Если придерживаться общеупотребимого смысла слова «субстанциальный», то есть «содержательный», отличающегося от метафизического смысла субстанции, в уме действительно есть нечто содержательное. Каждый раз, когда вследствие того или иного действия что-то претерпевается, субъект видоизменяется сам. Такое видоизменение не ограничивается приобретением большего навыка и умения. Создаются установки и интересы, воплощающие в себе определенный запас смысла сделанных и испытанных вещей. Эти смыслы, обоснованные и сохраненные, становятся частью субъекта. Они образуют капитал, позволяющий субъекту нечто замечать, о чем-то заботиться, чему-то внимать и ставить цели. В этом содержательном смысле ум образует фон, на который проецируется всякий новый контакт со средой; однако слово «фон» по своему смыслу слишком пассивно, если только мы не вспомним, что на самом деле фон активен и что в проекции нового на него осуществляется уподобление и реконструкция как фона, так и того, что воспринимается и усваивается.

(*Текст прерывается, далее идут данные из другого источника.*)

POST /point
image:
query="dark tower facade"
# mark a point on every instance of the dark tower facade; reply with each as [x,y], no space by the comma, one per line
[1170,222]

Этот фон, активный и ищущий действий, ждет, пока не настанет момент взаимодействовать с тем, что ему встретится, чтобы усвоить его, поглотить своим бытием. Ум как фон сформирован видоизменениями субъекта, произошедшими в процессе предшествующего взаимодействия со средой. Его живой порыв ориентирован на дальнейшие взаимодействия. Поскольку он сформирован во взаимообмене с миром и настроен на этот мир, как нельзя более далека от истины идея о том, что он должен считаться чем-то замкнутым в себе и обособленным. Когда его деятельность обращается на себя самого, например, в медитации или рефлективном размышлении, от непосредственной сцены мира он отстраняется лишь на время, нужное ему для того, чтобы перебрать и изучить материал, собранный в этом мире.
Различные виды ума получили разные названия в зависимости от разных интересов, определяющих сбор и упорядочивание материала окружающего мира: научный ум, исполнительский, художественный, деловой. У каждого есть своя предпочтительная манера отбора, удержания и организации. Врожденная конституция художника отмечена особой чувствительностью к определенному аспекту многоликого универсума природы и человека, стремлением преобразовать его путем выражения в выбранном им медиуме. Эти внутренние для него побуждения становятся умом, когда они сливаются с определенным фоном опыта. Значительную его часть составляют традиции. Недостаточно обладать прямым контактом и наблюдениями, какими бы нужными они ни были. Даже произведение оригинального темперамента может остаться относительно бедным или впасть в эксцентричность, если оно не оформлено широким и многообразным опытом традиций искусства, в которых художник работает. Организация фона, позволяющего подойти непосредственно к данным сценам, не может приобрести прочность и основательность иначе. Ведь каждая великая традиция сама по себе является организованной привычкой видеть, упорядочивать и передавать материалы. Когда эта привычка проникает во врожденный темперамент и конституцию, она становится существенной составляющей ума художника. Особая чувствительность к определенным аспектам природы развивается в итоге в силу.